Dan Sellan and Professor Cristina Amon, of U of T's Mechanical and Industrial Engineering department, investigated a new tool to measure the thermal and vibrational properties of solids. Working with colleagues from Carnegie Mellon University, they studied materials in which heat is transferred by atomic vibrations in packets called phonons. Their results were recently published in Nature Communications.
"In an analogy to light, phonons come in a spectrum of colors, and we have developed a new tool to measure how different color phonons contribute to the thermal conductivity of solids," said Jonathan Malen, an assistant professor of Mechanical Engineering at CMU.
According to the researchers, the new tool will give both industry and academia a clearer picture of how an electronic device's ability to dissipate heat shrinks with its size, and how materials can be structured at the nanoscale to change their thermal conductivity.
For example, in the initial demonstration, the team showed that as silicon microprocessors continue to shrink, their operating temperatures will be further challenged by reduced thermal conductivity.
"Our modeling work provides an in-depth look at how individual phonons impact thermal conductivity," said Sellan, who undertook his research as a PhD Candidate in Professor Amon's lab.

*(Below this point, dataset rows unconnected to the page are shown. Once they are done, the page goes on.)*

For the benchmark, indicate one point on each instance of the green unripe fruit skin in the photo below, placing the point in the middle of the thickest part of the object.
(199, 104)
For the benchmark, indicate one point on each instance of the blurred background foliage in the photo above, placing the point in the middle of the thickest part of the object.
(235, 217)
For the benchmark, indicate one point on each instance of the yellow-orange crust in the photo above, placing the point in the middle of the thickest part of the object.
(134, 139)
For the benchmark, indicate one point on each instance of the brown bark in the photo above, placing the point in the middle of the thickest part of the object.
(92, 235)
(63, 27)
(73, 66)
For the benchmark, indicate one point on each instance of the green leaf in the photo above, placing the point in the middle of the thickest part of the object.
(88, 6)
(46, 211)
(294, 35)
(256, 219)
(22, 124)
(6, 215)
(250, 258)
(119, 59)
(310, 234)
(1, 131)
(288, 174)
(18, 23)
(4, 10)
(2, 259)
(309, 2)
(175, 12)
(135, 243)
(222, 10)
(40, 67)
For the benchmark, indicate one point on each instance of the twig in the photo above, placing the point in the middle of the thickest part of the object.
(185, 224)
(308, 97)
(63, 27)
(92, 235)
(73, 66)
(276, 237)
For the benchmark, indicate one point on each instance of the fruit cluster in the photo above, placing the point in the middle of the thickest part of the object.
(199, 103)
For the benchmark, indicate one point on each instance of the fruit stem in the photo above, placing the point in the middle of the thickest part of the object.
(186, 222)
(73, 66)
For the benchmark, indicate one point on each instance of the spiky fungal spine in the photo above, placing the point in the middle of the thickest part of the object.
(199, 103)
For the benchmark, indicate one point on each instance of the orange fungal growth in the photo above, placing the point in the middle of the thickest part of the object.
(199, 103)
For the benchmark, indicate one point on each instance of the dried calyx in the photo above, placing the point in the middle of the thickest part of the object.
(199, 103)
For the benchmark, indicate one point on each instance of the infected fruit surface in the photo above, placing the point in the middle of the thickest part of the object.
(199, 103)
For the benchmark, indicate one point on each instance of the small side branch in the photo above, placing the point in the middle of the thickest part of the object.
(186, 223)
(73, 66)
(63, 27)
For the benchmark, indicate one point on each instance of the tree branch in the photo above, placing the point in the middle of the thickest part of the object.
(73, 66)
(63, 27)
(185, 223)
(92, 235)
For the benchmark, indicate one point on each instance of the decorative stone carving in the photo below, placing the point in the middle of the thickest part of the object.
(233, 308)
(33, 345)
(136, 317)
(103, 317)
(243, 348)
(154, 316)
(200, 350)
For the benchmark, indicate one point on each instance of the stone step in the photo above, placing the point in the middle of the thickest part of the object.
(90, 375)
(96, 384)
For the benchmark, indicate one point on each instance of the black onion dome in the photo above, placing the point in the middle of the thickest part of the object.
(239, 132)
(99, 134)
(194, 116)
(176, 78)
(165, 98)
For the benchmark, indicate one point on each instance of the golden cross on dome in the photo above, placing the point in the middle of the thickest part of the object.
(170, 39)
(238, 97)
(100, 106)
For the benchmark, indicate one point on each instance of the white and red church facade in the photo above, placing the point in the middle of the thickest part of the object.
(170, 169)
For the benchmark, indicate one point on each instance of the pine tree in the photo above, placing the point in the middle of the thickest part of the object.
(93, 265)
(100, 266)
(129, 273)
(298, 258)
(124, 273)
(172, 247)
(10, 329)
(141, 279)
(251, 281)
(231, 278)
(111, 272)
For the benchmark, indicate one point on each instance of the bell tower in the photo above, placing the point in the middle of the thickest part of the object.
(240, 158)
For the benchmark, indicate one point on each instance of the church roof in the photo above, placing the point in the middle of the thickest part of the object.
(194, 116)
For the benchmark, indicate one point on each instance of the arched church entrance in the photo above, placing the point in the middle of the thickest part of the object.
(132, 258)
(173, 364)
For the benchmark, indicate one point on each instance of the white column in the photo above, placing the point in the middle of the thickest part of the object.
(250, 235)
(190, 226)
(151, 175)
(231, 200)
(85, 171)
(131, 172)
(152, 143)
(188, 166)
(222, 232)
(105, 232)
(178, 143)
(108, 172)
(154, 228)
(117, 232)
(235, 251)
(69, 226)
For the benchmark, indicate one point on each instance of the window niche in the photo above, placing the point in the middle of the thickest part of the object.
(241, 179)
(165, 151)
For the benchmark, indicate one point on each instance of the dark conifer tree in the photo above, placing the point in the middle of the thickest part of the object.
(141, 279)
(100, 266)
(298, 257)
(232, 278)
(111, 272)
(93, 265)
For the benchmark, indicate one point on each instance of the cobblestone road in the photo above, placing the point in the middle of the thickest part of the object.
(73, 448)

Currently an NSERC Postdoctoral Fellow at The University of Texas at Austin, Sellan is developing experimental techniques for thermal measurements.
Professor Amon, who is also Dean of the Faculty of Applied Science & Engineering at U of T, said Sellan's insights will allow researchers to design nanostructured thermoelectric materials with increased efficiency in converting waste heat to electrical energy. This work has exciting implications for the future of nano-scale thermal conductivity research."